Performance progression of IPv4 route lookup on Linux
Vincent Bernat
TL;DR
Each of Linux 2.6.39, 3.6 and 4.0 brings notable performance improvements for the IPv4 route lookup process.
In a previous article, I explained how Linux implements an IPv4 routing table with compressed tries to offer excellent lookup times. The following graph shows the performance progression of Linux through history:
Two scenarios are tested:
- 500,000 routes extracted from an Internet router (half of them are /24); and
- 500,000 host routes (/32) tightly packed in 4 distinct subnets.
All kernels are compiled with GCC 4.9 (from Debian Jessie). This
version is able to compile older kernels1 as well as current
ones. The kernel configuration used is the default one with
CONFIG_SMP
and CONFIG_IP_MULTIPLE_TABLES
options enabled (however,
no IP rules are used). Some other unrelated options are enabled to be
able to boot them in a virtual machine and run the benchmark.

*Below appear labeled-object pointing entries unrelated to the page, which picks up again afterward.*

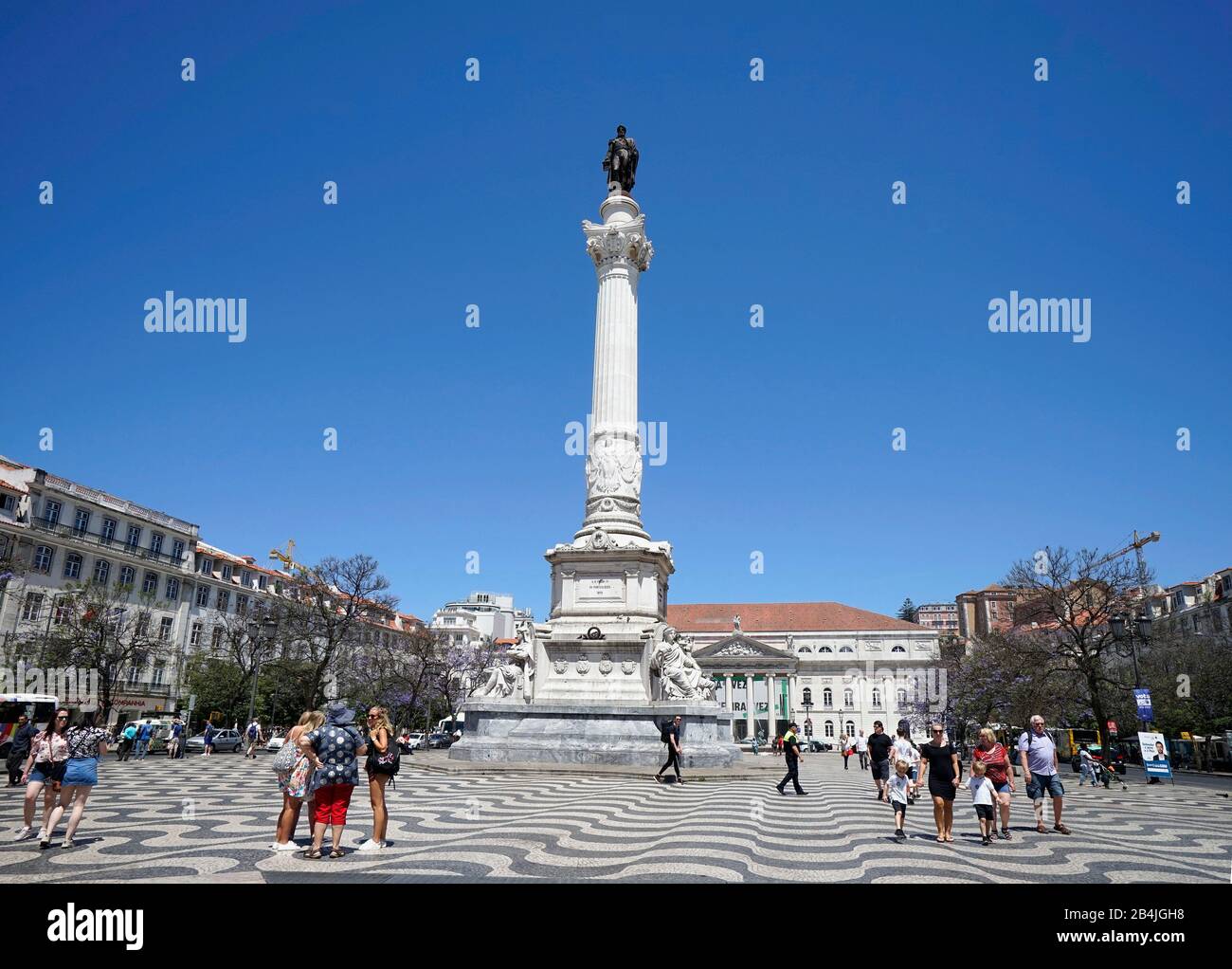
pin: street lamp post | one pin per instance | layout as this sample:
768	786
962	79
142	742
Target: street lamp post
1128	639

The measurements are done in a virtual machine with one
vCPU.2 The host is an Intel Core i5-4670K and the CPU
governor was set to “performance.” The benchmark is
single-threaded. Implemented as a kernel module, it calls
fib_lookup()
with various destinations in 100,000 timed iterations
and keeps the median. Timings of individual runs are computed from the
TSC (and converted to nanoseconds by assuming a constant clock).

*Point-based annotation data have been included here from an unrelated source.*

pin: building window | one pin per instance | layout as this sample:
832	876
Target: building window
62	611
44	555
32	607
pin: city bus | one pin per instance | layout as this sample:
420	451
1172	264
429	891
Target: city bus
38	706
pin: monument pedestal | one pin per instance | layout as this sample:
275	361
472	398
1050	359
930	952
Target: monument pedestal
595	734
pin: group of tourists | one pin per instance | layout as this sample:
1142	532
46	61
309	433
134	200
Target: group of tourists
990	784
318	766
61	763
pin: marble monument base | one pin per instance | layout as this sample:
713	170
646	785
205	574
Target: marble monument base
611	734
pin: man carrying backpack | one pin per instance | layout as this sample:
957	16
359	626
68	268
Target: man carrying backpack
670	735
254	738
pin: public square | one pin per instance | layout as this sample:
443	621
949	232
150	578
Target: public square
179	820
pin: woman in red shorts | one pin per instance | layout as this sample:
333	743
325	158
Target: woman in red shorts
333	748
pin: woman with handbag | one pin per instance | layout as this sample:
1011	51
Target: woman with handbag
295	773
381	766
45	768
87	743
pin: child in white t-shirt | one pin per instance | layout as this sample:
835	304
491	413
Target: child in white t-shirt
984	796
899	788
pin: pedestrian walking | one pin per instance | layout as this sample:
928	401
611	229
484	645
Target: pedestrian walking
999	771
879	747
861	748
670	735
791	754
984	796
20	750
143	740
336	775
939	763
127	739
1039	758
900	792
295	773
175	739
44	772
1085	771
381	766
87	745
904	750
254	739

The following kernel versions bring a notable performance improvement:
-
In Linux 2.6.39, commit 3630b7c050d9, David Miller removes the hash-based routing table implementation to switch to the LPC-trie implementation (available since Linux 2.6.13 as a compile-time option). This brings a small regression for the scenario with many host routes but boosts the performance for the general case.
-
In Linux 3.0, commit 281dc5c5ec0f, the improvement is not related to the network subsystem. Linus Torvalds disables the compiler size-optimization from the default configuration. It was believed that optimizing for size would help keeping the instruction cache efficient. However, compilers generated under-performing code on x86 when this option was enabled.
-
In Linux 3.6, commit f4530fa574df, David Miller adds an optimization to not evaluate IP rules when they are left unconfigured. From this point, the use of the
CONFIG_IP_MULTIPLE_TABLES
option doesn’t impact the performance unless some IP rules are configured. This version also removes the route cache (commit 5e9965c15ba8). However, this has no effect on the benchmark as it directly callsfib_lookup()
which doesn’t involve the cache. -
In Linux 4.0, notably commit 9f9e636d4f89, Alexander Duyck adds several optimizations to the trie lookup algorithm. It really pays off!
-
In Linux 4.1, commit 0ddcf43d5d4a, Alexander Duyck collapses the local and main tables when no specific IP rules are configured. For non-local traffic, both these tables were looked up.
Mid-2018 update#
Here is a graph for more recent kernels. Performance is mostly stable. Measures are done in a batch of 5 successful lookups to reduce overhead. Small regressions in 4.2 and 4.16 may or may not be significant—a 5 ns variation matches an L2 cache lookup.
The recent Meltdown and Spectre exploits have made headlines due the performance impact of the various mitigations. Because route lookup happens entirely in the kernel, the mitigations should have no effect, as confirmed in the graphs below:
Measures are done in a virtual machine with one vCPU. The host is an
Intel Core i5-4670K—Haswell microarchitecture—running at 3.4 GHz
with an up-to-date microcode and a Linux 4.16 kernel from Debian. When
protected, host is using PTI, full generic retpoline and IBPB. When
unprotected, the host is running with an out-of-date microcode and
mitigations are disabled on the command line (nopti nospectre_v2
).
Kernels for the guest are compiled with GCC 7.3—with retpoline
support.
-
Compiling old kernels with an updated userland may still require some small patches. ↩︎
-
The kernels are compiled with the
CONFIG_SMP
option to use the hierarchical RCU and activate more of the same code paths as actual routers. However, progress on parallelism are left unnoticed. ↩︎